The advantage of this procedure is that the whole of the root and the majority of the crown remain. The strength and integrity of the lower jaw is not weakened by the procedure and long term results are very good due to the use of Mineral Trioxide Aggregate as a direct pulp dressing.

Surgical Extraction

Surgical extraction of the lower canine may seem attractive to clients as the problem is immediately dealt with without the uncertainties of orthodontics and the post-op check that is part of any crown amputation procedure.

However, many owners are concerned (rightly) about the loss of the tooth and the weakness it may cause to the lower jaw(s). It is not our preferred option. This is not an easy surgical extraction and the resulting loss of the root causes a weakness in the lower jaws. This is compounded if both lower canines are removed.

As this is an elective procedure (e.g. sterile) it is possible to use a bone allograft to fill the void created by the loss of the large canine tooth. The graft will promote new bone growth within a few weeks. Grafts can be very expensive as the void to be filled is large. This can increase the cost of the procedure markedly.

Lingually displaced lower left canine and root radiograph before surgery.

Image left lower canine area after surgical removal . Radiograph shows deficit in mandible once tooth no longer present.

Radiograph of socket once osteoallograft placed.

Crown Extensions on adult lower canine teeth

In some mild cases of lingual displacement we may be able to use crown extensions for a few weeks. For this treatment we bond composite resin extensions on the lower canines to increase the crown length by around 30%. This allows the lower canines to occupy the correct position and also provides more leverage to tip the crown tips buccally. The crown extensions remain in place for around 2 months and are then removed and the tooth surface smoothed and treated. The major downside is that if the dog damages or breaks them off, you need to return here for repairs. Sticks and other hard objects can easily cause damage and some toys also have to be withdrawn for the treatment period.

Orthodontic Tipping

Orthodontic tipping as a treatment has the least certain outcome of all three option. It might seem less invasive than surgery but does require very careful case selection and management.

Normally a composite resin bite plane is bonded onto the upper teeth (see below) with an incline cut into the sides. The lower canine makes contact with the incline when the mouth closes and, over time, the force tips the tooth buccally. This takes around four to eight weeks. The lower canine will often migrate back into a lingually displaced position when the bite plane is removed. This can occur if the tooth height of the lower canine is too short (stunted). If the lower canine is not self-retained by the upper jaw when the mouth is shut further surgery may be required.

Orthodontic treatment will also conceal a defect and will not be performed unless the patient is neutered.
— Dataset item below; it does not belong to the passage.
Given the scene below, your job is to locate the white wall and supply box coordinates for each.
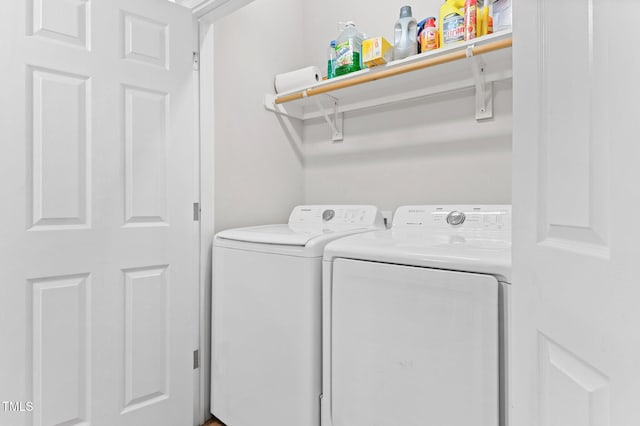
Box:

In addition we have an ethical obligation to inform the Kennel Club of a change in conformation.

The images below show a lingually displaced left lower canine before treatment and after application of a bite plane. The bite plane remains in the mouth as long as it takes for the power of the bite to tip the lower canine into the normal position by pushing it up the incline.

Not all dogs or owners are suited to this. Bite planes can become dislodged if the dog bites a stick or other hard object. Bite planes also need cleaned and adjusted from time to time under sedation or anaesthesia. All of this means more travel and expense for you and more anaesthesia for your pet. It is our view that if a treatment has uncertain outcomes built in it should probably not be used.